International Criminal Law - an Instrument for Political Arbitrariness?

International Criminal Law - an Instrument for Political Arbitrariness?

As officially announced by the Foreign Ministry in mid-October, Austria is supporting Ukraine before the International Court of Justice as an intervener in the proceedings against Russia based on the Genocide Convention. By way of background, Ukraine brought a case against Russia before the International Court of Justice on 26 February 2022 to counter Russia's claim that its war of aggression prevented genocide against the Russian-speaking population in eastern Ukraine.

In the pending case, Ukraine is asking the International Court of Justice to find that Ukraine did not commit genocide in eastern Ukraine. Rather, Russia had violated the Genocide Convention through its misuse of the concept of genocide to justify its war of aggression.

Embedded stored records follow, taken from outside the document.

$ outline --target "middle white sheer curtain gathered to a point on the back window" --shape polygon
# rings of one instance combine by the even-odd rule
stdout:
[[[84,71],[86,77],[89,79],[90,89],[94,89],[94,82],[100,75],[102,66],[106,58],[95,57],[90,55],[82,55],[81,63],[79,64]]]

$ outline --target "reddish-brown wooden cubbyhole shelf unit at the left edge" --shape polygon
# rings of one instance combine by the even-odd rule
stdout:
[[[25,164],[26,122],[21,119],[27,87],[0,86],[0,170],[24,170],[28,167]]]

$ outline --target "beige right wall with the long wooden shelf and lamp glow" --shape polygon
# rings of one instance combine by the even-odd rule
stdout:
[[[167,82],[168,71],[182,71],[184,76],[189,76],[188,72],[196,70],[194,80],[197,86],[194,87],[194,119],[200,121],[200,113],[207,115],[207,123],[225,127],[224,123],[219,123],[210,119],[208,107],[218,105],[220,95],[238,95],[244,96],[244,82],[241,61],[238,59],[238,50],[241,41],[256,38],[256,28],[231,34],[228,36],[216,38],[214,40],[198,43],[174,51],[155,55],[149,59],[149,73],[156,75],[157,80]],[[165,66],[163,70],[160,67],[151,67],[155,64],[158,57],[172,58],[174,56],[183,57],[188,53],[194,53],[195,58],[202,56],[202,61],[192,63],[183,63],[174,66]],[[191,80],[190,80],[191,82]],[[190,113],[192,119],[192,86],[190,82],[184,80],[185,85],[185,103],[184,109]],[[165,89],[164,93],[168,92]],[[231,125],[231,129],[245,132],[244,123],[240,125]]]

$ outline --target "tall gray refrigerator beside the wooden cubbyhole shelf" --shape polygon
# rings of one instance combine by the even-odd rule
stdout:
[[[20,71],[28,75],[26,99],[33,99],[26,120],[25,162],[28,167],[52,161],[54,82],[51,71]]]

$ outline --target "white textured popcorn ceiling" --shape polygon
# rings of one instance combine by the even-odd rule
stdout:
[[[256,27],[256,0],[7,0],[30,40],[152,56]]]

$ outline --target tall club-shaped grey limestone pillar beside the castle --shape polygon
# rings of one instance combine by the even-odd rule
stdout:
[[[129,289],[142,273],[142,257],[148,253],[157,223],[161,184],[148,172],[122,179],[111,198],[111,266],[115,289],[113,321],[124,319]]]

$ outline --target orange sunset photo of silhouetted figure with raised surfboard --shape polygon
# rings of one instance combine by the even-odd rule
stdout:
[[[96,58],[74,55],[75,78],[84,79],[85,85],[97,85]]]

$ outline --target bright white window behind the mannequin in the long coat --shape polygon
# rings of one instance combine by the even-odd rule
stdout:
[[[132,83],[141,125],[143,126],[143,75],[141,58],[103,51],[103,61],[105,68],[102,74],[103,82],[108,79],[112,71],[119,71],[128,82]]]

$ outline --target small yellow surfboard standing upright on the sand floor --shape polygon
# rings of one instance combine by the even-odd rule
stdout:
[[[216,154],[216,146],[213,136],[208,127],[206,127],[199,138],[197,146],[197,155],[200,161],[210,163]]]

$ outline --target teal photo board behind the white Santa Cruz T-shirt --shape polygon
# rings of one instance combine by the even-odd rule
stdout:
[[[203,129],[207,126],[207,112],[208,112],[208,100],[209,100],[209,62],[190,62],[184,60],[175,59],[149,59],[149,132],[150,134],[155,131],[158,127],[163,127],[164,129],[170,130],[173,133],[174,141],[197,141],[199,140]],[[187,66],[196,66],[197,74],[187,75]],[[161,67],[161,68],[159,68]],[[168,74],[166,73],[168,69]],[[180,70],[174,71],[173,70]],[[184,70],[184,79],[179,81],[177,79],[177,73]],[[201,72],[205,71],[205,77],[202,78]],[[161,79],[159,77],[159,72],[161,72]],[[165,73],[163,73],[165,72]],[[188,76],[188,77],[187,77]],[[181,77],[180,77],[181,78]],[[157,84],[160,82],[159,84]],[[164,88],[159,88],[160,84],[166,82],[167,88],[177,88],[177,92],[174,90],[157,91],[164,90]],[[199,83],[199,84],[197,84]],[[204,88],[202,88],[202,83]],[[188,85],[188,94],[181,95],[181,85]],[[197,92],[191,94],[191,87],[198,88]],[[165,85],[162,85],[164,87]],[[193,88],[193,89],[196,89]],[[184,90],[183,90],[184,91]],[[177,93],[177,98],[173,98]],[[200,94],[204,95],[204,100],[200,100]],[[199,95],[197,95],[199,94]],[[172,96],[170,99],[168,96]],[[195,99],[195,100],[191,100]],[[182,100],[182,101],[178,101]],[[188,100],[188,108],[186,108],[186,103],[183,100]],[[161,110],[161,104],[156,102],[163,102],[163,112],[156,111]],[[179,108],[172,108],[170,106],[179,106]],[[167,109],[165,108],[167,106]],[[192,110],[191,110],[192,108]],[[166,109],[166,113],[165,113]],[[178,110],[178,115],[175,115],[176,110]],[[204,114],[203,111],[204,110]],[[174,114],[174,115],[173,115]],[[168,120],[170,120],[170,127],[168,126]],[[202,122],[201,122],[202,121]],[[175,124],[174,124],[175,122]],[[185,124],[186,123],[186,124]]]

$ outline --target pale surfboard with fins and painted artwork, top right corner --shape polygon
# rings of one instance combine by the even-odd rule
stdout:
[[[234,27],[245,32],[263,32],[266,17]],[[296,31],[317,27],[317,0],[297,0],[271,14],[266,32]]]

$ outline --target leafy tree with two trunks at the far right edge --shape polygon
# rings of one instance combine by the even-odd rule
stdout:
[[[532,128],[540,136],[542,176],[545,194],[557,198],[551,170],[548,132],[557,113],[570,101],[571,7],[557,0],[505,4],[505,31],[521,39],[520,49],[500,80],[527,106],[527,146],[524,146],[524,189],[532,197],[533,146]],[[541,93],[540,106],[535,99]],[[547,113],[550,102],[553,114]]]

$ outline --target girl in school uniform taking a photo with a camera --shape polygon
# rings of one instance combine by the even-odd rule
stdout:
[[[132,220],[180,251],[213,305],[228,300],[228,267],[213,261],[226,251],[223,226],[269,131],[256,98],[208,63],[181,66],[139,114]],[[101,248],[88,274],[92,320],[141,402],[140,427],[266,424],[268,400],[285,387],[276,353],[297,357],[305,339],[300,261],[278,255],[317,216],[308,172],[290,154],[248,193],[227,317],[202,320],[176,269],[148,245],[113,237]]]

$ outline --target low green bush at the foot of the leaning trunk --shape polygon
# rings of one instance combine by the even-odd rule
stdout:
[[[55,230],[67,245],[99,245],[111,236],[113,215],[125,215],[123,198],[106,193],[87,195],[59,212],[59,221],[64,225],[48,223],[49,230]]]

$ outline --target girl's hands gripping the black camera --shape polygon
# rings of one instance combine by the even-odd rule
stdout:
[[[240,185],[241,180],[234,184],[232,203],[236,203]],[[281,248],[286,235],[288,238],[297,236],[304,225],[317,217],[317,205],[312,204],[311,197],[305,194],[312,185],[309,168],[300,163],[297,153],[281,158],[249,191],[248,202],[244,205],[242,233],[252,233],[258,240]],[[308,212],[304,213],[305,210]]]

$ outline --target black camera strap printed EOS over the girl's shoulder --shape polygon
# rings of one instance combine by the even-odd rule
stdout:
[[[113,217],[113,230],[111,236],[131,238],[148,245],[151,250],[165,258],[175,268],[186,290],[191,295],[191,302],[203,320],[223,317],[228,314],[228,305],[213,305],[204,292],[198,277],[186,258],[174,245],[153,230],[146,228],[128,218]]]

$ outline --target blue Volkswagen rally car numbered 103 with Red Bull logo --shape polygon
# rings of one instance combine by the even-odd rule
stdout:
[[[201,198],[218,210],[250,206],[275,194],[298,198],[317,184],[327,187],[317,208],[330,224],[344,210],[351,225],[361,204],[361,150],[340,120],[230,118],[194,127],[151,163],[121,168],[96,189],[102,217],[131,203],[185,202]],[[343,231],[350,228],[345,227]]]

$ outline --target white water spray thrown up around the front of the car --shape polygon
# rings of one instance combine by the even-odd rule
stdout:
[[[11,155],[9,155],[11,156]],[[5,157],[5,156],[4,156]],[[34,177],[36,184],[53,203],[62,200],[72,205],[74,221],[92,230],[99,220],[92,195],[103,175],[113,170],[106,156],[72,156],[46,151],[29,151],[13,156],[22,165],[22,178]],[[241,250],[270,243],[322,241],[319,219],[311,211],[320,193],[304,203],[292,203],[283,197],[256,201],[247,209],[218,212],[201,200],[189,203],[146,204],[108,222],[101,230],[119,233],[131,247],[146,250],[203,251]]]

Austria now supports this position.

In the specific occasion of the declaration of intervention, the Austrian Foreign Ministry makes it clear that it is not a matter of actively participating in the construction of a multipolar world order with the unclouded view of a country that is neutral according to its State Treaty:

"If Russia tries to cynically instrumentalise the Genocide Convention to justify its war of aggression in Ukraine, then Austria cannot and will not remain silent." [1]

However, the Ministry is very much silent on the fact that Austria itself - together with other states - instrumentalises international tribunals for its own political purposes under the pretext of international law or the breach of rule of law principles.

For Austria, too, is discussing in the Council of Europe the creation of an international ad hoc tribunal to investigate war crimes in Ukraine. [2] The International Criminal Court's hands are tied on this issue; it only has jurisdiction if both the attacking and the attacked state are members of the statute - which is neither the case with Ukraine nor with Russia. Nevertheless, neutral Austria supports investigations of crimes committed by individuals under international criminal law at the International Criminal Court both in terms of personnel and with a sum of money amounting to 100,000 euros, which the Foreign Ministry has transferred to the prosecuting authority.

"Legalisation" of political propaganda

However, the Austrian Minister of Justice Alma Zadić (Greens) recently took the cake: she had a decree drafted that is supposed to "specify the prerequisites for domestic jurisdiction in the case of war crimes". [3] The minister interprets the "violation of Austrian interests" very extensively by taking the route of Ukrainians who fled to Austria.

This decree also shows that criminal prosecution under international law is now being misused for political goals and propaganda in one's own country. For in the case of an investigation initiated in Austria against violations of international law in Ukraine, it would have to be possible to establish a causal connection between a refugee arrival and a concrete offence under international law. In addition, Austrian interests would have to be massively impaired in the individual case - these criteria will not regularly be met for the war crimes that are commonplace in the context of war.

As experienced EU Europeans, we know that the elites make the principles of the rule of law a matter of faith and measure them against their own non-transparent "values". International court proceedings are abused for the enforcement of their own power interests. Austria has submitted to this dictate.

However, neither the political opposition, nor the judiciary, nor the media ask critical questions, which would be highly timely in this context. Official Austria - right down to its institutions - has meanwhile allowed itself to be taken over by transatlantic interests and by the elites within the European Union. As a neutral state, Austria would have the opportunity to make its contribution to peace in Europe and good neighbourly relations with diplomatic skill. This opportunity is being squandered. The price will be very high.